Le Crade toujours dans les locaux de la CCI

Malgré la visite d'un huissier mardi, l'association occupe toujours les locaux rue des Thoniers.

Depuis dimanche, le Crade est expulsable des locaux de la CCI sur le port. Le tribunal avait donné à l'association jusqu'au 15 mai pour quitter les lieux, qu'elle occupe illégalement depuis l'automne. Mais elle n'a depuis pas bougé un vélo.

Mardi, le Crade a reçu la visite d'un huissier rue des Thoniers. « Il nous a signifié de partir sous 24 h, indique un des membres de l'association. On ne l'a pas fait. Car aucune solution de repli ne nous a été proposée. »

Du coup, l'association a écrit à la chambre de commerce et d'industrie. Elle a demandé un « entretien pour trouver une solution durable ». Hier, elle a également sollicité la mairie par téléphone. Et souhaite rencontrer une délégation de la Ville. Toujours dans l'optique de se reloger ailleurs.

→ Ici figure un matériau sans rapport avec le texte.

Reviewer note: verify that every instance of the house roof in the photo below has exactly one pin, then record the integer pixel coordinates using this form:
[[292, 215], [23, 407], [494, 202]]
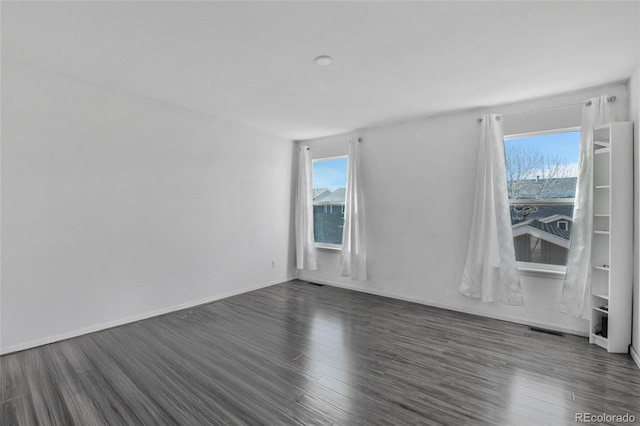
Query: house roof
[[543, 231], [330, 197]]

Dans l'attente d'une roue de secours, le Crade prévient : « Dans la semaine, un deuxième huissier va nous signifier de partir immédiatement. Si on n'a toujours pas trouvé de solutions, on restera. »

Appel aux acteurs publics

Dans ce bras de fer qui oppose la CCI et l'association, le Crade demande « aux personnes engagées publiquement dans le développement durable de se positionner publiquement. Partis politiques, associations ou institutions ».

Depuis lundi, l'association a cessé toute activité dans son atelier de vélo. « On ne veut pas se retrouver avec des adhérents en situation d'expulsion », explique l'association, qui continuera de réparer les vélos sur le marché de Concarneau.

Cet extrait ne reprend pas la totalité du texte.